Bei weiterer Fortdauer der Erkrankung und sofern kein Jahresurlaub zur Verfügung steht und dienstliche Belange dem nicht widersprechen, kann der Arbeitgeber unbezahlten Sonderurlaub (§ 29 TVöD) gewähren.
Nicht gesetzlich versicherte Arbeitnehmer (= freiwillig in der gesetzlichen Krankenkasse Versicherte) bzw. gesetzlich Versicherte, für deren Kinder kein Familienhilfeanspruch besteht (= Versicherte ohne Krankengeldanspruch während Erkrankung der Kinder) haben einen unbezahlten Freistellungsanspruch in dem in § 45 SGB V geregelten Umfang. Daneben besteht der tarifliche bezahlte Freistellungsanspruch von 4 Tagen, der allerdings die Gesamtdauer des Freistellungsanspruchs nach den gesetzlichen Bestimmungen für die Krankenversicherung nicht verlängert.

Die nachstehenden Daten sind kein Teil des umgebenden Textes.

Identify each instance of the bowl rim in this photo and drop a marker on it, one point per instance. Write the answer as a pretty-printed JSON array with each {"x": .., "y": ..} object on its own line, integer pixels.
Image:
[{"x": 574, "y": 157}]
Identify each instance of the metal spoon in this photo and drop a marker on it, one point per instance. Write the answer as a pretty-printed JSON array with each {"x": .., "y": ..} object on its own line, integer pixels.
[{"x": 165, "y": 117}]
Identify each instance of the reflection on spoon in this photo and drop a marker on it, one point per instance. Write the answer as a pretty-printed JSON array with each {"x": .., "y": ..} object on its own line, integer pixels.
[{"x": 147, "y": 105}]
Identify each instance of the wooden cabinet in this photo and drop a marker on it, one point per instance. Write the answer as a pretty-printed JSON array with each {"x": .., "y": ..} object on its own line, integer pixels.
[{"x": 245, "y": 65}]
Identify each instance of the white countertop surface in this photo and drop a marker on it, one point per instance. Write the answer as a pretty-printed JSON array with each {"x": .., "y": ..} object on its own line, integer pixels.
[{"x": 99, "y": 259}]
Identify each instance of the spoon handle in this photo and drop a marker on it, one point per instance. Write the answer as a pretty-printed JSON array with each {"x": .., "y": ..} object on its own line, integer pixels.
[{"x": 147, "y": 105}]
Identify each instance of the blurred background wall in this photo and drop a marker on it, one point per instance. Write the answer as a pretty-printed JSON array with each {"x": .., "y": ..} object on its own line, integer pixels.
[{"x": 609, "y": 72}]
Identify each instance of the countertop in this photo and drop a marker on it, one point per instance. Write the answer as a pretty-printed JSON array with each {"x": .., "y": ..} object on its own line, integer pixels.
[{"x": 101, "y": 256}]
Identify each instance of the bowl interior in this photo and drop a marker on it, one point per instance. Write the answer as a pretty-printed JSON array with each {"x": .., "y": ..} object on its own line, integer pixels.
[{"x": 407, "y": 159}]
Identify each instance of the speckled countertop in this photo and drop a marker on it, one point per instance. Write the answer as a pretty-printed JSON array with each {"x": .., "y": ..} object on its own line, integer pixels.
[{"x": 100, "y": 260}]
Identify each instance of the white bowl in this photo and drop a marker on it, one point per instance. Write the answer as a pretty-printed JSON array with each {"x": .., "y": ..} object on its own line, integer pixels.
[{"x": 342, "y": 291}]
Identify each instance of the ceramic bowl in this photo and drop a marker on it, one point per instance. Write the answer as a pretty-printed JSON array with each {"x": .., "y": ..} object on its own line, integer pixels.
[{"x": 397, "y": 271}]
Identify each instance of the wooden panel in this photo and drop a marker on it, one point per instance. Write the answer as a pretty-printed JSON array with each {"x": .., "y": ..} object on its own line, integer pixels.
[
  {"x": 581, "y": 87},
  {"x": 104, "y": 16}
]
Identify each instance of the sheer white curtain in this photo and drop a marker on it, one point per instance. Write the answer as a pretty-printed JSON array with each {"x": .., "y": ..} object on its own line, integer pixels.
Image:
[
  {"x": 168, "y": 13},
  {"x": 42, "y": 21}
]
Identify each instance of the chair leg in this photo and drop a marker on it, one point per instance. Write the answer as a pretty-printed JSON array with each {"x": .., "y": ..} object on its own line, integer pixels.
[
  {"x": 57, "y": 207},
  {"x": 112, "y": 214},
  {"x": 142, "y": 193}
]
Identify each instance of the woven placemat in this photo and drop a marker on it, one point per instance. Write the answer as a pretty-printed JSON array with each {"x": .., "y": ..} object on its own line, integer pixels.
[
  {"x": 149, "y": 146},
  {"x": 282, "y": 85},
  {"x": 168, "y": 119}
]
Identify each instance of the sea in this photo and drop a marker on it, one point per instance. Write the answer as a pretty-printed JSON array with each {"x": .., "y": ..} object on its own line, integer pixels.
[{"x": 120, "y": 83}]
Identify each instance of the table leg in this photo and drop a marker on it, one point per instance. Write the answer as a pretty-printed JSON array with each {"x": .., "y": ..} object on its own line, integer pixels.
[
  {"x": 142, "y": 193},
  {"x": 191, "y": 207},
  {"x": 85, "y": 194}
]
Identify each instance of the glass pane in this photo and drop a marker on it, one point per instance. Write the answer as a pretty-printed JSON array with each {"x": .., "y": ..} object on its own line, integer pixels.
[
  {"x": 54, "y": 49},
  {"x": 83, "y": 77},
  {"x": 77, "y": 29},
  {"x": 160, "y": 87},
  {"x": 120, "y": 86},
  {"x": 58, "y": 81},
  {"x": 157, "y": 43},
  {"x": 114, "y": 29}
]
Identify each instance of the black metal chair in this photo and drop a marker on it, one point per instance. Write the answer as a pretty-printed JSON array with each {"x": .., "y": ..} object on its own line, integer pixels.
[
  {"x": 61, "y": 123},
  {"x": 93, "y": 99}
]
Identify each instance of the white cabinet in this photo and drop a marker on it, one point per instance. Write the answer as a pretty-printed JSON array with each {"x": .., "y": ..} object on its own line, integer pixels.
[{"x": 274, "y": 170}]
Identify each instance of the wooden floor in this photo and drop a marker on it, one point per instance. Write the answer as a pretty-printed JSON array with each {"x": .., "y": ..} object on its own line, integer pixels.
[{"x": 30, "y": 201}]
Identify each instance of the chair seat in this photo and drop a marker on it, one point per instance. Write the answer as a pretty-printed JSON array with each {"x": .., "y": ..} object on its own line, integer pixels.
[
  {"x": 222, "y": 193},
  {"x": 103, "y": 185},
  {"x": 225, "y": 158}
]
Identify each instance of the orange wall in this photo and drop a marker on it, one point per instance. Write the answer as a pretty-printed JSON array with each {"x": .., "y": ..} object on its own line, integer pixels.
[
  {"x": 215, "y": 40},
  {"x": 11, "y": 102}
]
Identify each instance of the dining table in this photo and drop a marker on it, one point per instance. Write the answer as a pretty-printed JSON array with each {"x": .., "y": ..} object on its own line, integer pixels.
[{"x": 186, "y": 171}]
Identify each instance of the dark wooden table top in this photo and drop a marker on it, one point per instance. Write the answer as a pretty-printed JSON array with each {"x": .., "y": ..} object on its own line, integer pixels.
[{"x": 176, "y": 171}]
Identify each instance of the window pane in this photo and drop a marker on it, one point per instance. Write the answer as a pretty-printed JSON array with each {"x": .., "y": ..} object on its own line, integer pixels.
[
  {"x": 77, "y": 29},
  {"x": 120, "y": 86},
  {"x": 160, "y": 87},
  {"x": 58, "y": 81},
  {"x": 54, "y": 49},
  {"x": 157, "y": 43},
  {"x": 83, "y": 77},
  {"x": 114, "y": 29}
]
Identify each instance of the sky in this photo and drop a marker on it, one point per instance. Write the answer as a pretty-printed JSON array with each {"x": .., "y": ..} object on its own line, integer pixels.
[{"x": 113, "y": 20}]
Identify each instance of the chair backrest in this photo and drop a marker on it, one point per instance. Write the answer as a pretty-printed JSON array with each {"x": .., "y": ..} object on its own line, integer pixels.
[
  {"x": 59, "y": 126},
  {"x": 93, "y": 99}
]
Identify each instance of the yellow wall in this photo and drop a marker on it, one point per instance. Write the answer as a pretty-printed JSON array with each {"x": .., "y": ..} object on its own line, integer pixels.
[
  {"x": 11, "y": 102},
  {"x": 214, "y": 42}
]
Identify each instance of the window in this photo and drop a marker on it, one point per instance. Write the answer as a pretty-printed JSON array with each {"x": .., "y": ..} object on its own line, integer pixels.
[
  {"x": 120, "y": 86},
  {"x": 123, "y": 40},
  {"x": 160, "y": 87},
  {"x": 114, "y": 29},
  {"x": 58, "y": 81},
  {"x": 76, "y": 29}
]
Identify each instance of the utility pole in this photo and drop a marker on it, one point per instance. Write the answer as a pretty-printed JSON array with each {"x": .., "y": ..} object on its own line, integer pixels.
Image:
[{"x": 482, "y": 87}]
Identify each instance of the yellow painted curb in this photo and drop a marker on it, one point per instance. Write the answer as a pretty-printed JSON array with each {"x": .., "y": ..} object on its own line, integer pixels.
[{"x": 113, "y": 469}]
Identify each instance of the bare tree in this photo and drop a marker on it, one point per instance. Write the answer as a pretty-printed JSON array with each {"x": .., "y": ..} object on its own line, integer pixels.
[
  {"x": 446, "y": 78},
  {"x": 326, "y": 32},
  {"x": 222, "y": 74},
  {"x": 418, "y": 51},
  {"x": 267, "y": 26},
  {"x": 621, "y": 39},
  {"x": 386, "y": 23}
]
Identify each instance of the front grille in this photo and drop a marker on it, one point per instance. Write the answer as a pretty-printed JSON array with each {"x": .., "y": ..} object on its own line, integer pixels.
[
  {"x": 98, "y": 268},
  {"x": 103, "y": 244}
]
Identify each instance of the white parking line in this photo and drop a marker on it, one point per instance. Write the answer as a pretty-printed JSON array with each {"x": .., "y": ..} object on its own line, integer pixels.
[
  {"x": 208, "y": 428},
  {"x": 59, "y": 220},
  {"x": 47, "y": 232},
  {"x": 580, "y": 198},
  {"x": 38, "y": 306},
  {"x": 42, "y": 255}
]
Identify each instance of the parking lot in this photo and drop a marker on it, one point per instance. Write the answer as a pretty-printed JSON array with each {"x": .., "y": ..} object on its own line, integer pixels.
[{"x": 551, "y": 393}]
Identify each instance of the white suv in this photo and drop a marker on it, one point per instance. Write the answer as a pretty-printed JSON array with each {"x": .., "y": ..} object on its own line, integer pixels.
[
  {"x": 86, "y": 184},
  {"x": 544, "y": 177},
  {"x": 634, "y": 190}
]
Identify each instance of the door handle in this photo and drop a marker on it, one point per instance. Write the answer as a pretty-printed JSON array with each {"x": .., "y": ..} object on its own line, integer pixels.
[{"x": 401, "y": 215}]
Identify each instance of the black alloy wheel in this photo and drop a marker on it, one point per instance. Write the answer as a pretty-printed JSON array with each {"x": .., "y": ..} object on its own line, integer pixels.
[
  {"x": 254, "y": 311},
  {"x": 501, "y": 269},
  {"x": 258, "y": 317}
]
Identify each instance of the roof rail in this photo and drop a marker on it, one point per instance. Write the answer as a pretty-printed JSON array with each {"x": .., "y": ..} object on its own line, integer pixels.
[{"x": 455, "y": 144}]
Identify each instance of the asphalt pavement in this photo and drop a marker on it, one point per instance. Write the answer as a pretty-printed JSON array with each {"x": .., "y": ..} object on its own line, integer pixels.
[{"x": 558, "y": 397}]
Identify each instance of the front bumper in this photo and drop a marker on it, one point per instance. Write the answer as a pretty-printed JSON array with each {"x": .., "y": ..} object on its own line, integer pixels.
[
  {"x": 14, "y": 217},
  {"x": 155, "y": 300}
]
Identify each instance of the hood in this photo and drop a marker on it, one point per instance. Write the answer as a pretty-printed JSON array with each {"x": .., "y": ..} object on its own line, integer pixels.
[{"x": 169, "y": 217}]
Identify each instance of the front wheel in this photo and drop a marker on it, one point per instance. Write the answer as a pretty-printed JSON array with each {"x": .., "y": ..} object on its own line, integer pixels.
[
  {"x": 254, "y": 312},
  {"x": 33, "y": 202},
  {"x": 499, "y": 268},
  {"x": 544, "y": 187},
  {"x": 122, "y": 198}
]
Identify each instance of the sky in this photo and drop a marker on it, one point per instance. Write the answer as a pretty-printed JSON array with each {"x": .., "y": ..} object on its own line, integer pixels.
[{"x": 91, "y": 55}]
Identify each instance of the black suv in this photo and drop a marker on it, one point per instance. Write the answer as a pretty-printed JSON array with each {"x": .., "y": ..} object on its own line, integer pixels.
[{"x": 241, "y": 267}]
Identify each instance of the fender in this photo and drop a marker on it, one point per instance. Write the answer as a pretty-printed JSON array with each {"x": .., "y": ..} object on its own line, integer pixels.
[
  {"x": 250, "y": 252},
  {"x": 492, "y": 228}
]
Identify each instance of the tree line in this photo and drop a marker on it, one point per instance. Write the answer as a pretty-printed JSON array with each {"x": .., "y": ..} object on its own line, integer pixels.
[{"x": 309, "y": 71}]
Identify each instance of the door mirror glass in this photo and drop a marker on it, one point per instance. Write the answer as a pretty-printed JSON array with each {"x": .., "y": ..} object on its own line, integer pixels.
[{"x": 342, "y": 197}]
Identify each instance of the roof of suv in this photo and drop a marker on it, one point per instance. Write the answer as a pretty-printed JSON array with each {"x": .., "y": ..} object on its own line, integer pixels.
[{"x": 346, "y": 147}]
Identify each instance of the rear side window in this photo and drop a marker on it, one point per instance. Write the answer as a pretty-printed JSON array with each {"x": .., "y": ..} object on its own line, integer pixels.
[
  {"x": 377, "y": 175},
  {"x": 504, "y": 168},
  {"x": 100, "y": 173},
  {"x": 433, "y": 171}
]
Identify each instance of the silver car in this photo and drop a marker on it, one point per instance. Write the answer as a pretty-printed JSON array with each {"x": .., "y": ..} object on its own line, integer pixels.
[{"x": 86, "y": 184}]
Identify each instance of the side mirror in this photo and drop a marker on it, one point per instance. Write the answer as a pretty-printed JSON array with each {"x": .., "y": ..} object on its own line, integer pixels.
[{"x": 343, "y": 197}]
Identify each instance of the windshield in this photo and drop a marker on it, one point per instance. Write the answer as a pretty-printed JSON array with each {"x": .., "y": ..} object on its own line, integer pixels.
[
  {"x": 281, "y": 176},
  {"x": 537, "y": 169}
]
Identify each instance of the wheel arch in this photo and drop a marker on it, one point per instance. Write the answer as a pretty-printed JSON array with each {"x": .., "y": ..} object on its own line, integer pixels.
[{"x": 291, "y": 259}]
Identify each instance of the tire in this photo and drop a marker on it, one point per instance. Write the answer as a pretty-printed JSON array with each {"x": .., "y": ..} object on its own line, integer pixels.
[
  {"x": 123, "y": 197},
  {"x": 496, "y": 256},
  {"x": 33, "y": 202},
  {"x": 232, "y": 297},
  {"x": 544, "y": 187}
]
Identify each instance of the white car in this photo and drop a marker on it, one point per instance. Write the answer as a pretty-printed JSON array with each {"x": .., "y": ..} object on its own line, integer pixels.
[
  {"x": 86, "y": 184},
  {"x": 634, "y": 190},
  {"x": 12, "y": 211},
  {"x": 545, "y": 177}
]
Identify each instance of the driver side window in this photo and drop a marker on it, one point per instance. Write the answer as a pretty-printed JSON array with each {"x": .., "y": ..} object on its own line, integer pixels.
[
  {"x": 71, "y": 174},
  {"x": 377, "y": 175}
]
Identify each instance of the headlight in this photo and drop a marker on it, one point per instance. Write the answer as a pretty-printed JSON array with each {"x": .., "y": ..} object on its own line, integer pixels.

Beschäftigte mit höherem Einkommen (über der Versicherungspflichtgrenze der gesetzlichen Krankenversicherung und daher nicht in der gesetzlichen Krankenversicherung versichert) haben keinen Anspruch auf Leistungen nach § 45 SGB V. Sie haben Anspruch auf Dienstbefreiung bis zu 4 Arbeitstagen (§ 29 TVöD).
2 Beamte
Beamte mit einem Jahreseinkommen unterhalb der Versicherungspflichtgrenze der gesetzlichen Krankenversicherung erhalten Leistungen "analog" den gesetzlich krankenversicherten Beschäftigten (Hintergrund: Beamte sollen nicht schlechter gestellt werden als gesetzlich versicherte Beschäftigte). Die Bezüge werden während dieser Zeit weiter gewährt.
Beamte mit einem Jahreseinkommen oberhalb der Versicherungspflichtgrenze der gesetzlichen Krankenversicherung erhalten Dienstbefreiung unter Fortgewährung der Dienstbezüge - analog zu den Beschäftigten mit höherem Einkommen - von bis zu 4 Arbeitstagen jährlich. Sonderregelungen (z.B. Dienstbefreiung unter Fortfall der Dienstbezüge) sind im Einvernehmen mit dem Dienstherrn möglich.